There was one time, though, when some of the teachers got together and invited this hipster-vegan-activist-type speaker to come to the school. This guy had just gotten out of jail for some pseudo-crime he’d supposedly committed ten years before, some sort of aiding and abetting an antigovernment internet secret-stealer guy. Anyway, a group of the younger teachers thought we were all too concerned with the Usual; not so much the sex, drugs, and rock and roll that they’d had their time with, but the selfie-taking social media crap that everybody over the age of forty thinks is melting our brains and causing their offspring to morph into a subhuman species. So they invited this guy to shake things up, and for some reason the administration went along with it. He got up there during an assembly in his ripped-up army jacket with his hair in a ponytail, and a long-ass beard, looking very upstate, and he said that what the name of our town really meant, in whatever Native American language it was supposed to be, was bullshit. That got some of the kids going. The rah-rah types anyway.
The chaperones at the community center were Joe Perrone and Fred Lester. Joe was the middle school gym teacher, and Fred Lester was the high school lacrosse coach.

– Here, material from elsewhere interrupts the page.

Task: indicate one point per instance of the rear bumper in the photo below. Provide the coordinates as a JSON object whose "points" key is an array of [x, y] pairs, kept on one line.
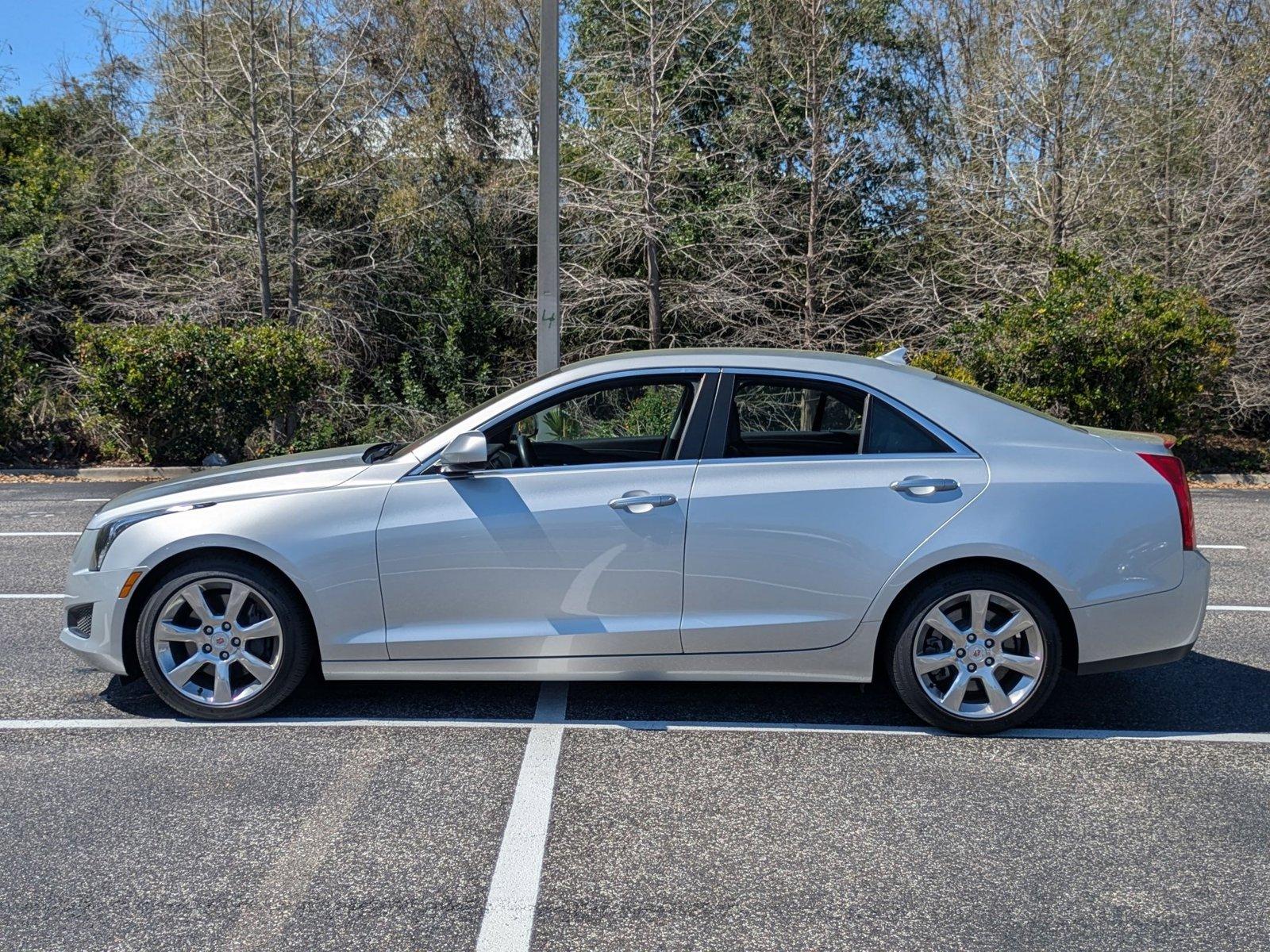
{"points": [[1137, 632]]}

They ran the social events at the community center, you had to figure, for beer money. Fred was big on telling boys how to tell if your girlfriend was cheating on you. He claimed to have developed something called the “smell test,” but I never had the stomach to listen to the explanation.
My sister was painting her toenails when I came in to ask how things went. She was wearing her baggy overalls and a tank underneath, no bra. My sister almost always wore this same outfit, to school and wherever else. Since it was cold out, she’d throw on a giant sheepskin coat that she got at the thrift shop. She hated shoes and went barefoot all summer, and in the winter she wore these ridiculous white fur-lined boots without socks. Some girls showed up at school and you could tell they wanted to look like they weren’t trying. Lu actually didn’t try. There were two reasons for this. One was that Lu was insanely beautiful, and the other was that Lu liked to mess with people. Sometimes, when Mom raised her eyebrows at something Lu was wearing, Lu just said, “Fuck ’em if they can’t take a joke.” Mom let it go. On some level, you knew Mom agreed with Lu, and when the other mothers said stuff to her, Mom just shrugged and said, “Lu is Lu.”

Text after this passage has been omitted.